Banyak dari kita terjebak dalam arus validasi media sosial yang membuat kita melupakan peringatan Nabi Muhammad SAW mengenai lisan. Menggunakan data dari berbagai kitab, kita bisa melihat bahwa digitalisasi tidak mengubah hukum asal komunikasi.
Adab adalah bejana bagi ilmu. Tanpa adab, ilmu yang luas hanya akan menjadi racun yang memecah belah umat di ruang digital.
Alih-alih terlibat dalam polarisasi opini yang tidak berujung di kolom komentar, seorang Muslim yang bijak sebaiknya memilih untuk mempraktikkan silent reading atau diam yang produktif. Mengapa? Karena energi yang terbuang untuk mendebat sesuatu yang tidak prinsipil adalah kerugian waktu yang sangat besar.
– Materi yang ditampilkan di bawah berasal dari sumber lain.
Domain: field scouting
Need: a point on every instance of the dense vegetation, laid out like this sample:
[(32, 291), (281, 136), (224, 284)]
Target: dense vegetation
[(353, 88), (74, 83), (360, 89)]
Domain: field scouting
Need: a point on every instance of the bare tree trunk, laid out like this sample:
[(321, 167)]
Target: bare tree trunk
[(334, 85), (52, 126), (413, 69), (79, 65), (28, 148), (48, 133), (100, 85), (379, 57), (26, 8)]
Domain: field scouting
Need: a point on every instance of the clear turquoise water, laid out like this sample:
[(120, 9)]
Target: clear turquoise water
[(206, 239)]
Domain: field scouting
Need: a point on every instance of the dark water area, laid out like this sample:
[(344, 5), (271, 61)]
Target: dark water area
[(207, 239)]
Sebaiknya, alihkan energi tersebut untuk mendalami ayat Al-Qur'an atau memperbanyak istighfar.
Teknologi adalah alat, namun adab adalah navigatornya. Menjaga kualitas diri di media sosial dengan tidak menyebarkan fitnah dan tetap santun adalah bentuk dakwah yang paling efektif hari ini. Mari mulai dengan memfilter jempol kita sebelum menekan tombol kirim.